2007-02-01 11:33:50 · 10 answers · asked by LaLaLaa♥ 5 in Family & Relationships Singles & Dating

10 answers

Ms Paradise, don't take it personally. If everything is going fine in the relationship when he's not tired then I wouldn't put too much weight behind the looks. I personally get very grumpy when I'm tired. It'd doesn't mean that I am mad or don't care about who's talking to me or with me, it just means I'm tired and I want to sleep. I don't know why,.. it must be a flaw in the man. Okay, I just said I have a flaw,.. see what you've done now!!

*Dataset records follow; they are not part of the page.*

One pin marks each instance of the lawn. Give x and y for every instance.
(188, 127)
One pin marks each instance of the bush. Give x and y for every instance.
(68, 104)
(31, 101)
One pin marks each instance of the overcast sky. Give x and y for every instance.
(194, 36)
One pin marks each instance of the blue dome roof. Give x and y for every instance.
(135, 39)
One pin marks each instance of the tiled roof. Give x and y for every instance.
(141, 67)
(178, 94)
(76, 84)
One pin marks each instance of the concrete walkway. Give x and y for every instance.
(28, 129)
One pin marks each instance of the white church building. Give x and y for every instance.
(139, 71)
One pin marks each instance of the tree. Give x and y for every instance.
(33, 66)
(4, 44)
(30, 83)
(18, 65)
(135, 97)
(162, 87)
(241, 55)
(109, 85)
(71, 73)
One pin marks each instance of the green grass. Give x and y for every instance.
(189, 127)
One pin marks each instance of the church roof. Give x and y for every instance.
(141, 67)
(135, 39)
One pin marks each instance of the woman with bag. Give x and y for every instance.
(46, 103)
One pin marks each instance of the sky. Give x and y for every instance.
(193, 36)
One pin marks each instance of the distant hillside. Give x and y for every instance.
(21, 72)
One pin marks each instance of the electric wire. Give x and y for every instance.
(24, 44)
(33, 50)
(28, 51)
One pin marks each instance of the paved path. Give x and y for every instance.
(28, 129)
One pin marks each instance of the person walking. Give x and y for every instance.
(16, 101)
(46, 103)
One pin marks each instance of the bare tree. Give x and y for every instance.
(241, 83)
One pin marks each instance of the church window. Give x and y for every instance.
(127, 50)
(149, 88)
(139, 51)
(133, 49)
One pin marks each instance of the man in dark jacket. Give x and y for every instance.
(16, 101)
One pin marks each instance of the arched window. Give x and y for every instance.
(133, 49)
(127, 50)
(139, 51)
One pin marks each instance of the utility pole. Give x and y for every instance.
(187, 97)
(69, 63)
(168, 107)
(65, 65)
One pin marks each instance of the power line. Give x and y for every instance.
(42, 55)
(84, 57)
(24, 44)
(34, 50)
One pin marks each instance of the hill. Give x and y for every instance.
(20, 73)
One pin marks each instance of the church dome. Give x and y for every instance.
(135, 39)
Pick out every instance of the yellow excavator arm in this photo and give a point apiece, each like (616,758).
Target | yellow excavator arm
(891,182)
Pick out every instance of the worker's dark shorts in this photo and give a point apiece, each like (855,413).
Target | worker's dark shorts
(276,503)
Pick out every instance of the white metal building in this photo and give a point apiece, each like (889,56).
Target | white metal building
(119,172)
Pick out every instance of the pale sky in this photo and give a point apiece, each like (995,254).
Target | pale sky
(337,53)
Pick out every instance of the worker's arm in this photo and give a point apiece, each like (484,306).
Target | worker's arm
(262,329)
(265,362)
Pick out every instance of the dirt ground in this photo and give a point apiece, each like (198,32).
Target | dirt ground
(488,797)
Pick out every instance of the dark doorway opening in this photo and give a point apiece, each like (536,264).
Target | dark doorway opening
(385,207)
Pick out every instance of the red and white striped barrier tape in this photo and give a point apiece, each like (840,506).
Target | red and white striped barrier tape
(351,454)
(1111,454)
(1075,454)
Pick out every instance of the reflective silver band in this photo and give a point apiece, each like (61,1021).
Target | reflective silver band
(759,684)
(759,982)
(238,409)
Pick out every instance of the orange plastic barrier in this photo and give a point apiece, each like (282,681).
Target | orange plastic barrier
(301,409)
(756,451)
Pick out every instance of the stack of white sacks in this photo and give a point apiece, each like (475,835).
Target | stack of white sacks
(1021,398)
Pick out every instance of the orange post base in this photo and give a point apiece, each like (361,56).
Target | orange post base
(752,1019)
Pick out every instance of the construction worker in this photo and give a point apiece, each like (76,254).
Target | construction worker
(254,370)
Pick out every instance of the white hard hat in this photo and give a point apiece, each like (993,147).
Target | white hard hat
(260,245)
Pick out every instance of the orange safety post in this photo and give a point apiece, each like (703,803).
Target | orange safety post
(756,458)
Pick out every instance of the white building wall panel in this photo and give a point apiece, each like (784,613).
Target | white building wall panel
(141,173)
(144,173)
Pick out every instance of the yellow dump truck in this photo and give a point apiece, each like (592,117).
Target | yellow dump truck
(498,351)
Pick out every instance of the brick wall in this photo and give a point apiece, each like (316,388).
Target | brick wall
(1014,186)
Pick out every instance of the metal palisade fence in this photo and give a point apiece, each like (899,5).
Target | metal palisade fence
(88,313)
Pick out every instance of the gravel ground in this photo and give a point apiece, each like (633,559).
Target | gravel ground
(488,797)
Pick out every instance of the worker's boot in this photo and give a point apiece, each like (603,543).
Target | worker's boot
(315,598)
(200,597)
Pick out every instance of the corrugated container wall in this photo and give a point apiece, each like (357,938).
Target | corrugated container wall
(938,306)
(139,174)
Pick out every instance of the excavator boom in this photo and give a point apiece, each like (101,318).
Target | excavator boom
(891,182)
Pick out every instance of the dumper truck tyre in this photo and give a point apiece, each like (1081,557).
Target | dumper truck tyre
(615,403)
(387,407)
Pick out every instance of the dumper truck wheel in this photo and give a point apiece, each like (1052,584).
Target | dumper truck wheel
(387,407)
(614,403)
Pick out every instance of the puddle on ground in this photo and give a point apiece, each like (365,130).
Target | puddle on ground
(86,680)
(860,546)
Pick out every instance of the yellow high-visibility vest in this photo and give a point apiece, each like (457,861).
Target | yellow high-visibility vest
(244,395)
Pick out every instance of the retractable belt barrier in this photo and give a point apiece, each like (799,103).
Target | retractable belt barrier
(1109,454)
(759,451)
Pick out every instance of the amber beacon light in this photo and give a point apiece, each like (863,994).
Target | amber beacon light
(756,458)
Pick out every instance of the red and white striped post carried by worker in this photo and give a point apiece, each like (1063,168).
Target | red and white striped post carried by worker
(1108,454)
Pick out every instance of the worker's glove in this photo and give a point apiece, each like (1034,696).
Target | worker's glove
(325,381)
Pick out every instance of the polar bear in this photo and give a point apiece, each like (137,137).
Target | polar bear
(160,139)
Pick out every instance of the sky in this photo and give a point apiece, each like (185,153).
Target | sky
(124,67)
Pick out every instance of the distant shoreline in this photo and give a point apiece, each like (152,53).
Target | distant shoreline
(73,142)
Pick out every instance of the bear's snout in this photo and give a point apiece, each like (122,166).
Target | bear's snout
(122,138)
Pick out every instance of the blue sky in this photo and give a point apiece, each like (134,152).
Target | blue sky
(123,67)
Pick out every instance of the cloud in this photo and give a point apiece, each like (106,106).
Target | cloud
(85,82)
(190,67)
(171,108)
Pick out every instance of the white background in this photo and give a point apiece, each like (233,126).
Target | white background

2007-02-01 11:39:50 · answer #1 · answered by Justin W 2 · 0 0

If 80% of the time your boyfriend is giving you dirty looks and the rest is love?! Then you might have a problem. Either he's got someone else and is trying for you to make a problem out of it so he can come out as the victim and be happy with his other girl or he's got problems at school or work. He might have also heard something about you from friends or family. Before you jump to any conclusions you should ask him first if what is it that's bothering him. Ask him if there is anything he has against you. Try talking to him first and take it from there. Good luck

2007-02-01 11:43:10 · answer #2 · answered by shy_gal2 3 · 0 0

Well i think that is disrespectful. does he feel like you demand too much when he is tired? My boyfriend is always tired, he work 6 days a week/12 hours a day. But he lets me know that he is tired and he may not be able to give me the kind of attention I need but he never gives me dirty looks. Our line of communication is open. I would rather him tell me he cant do certain things bc he is tired than to just think he is a jerk. Your boyfriend needs to communicate to you things like that instead of dogging you cuz that would hurt me.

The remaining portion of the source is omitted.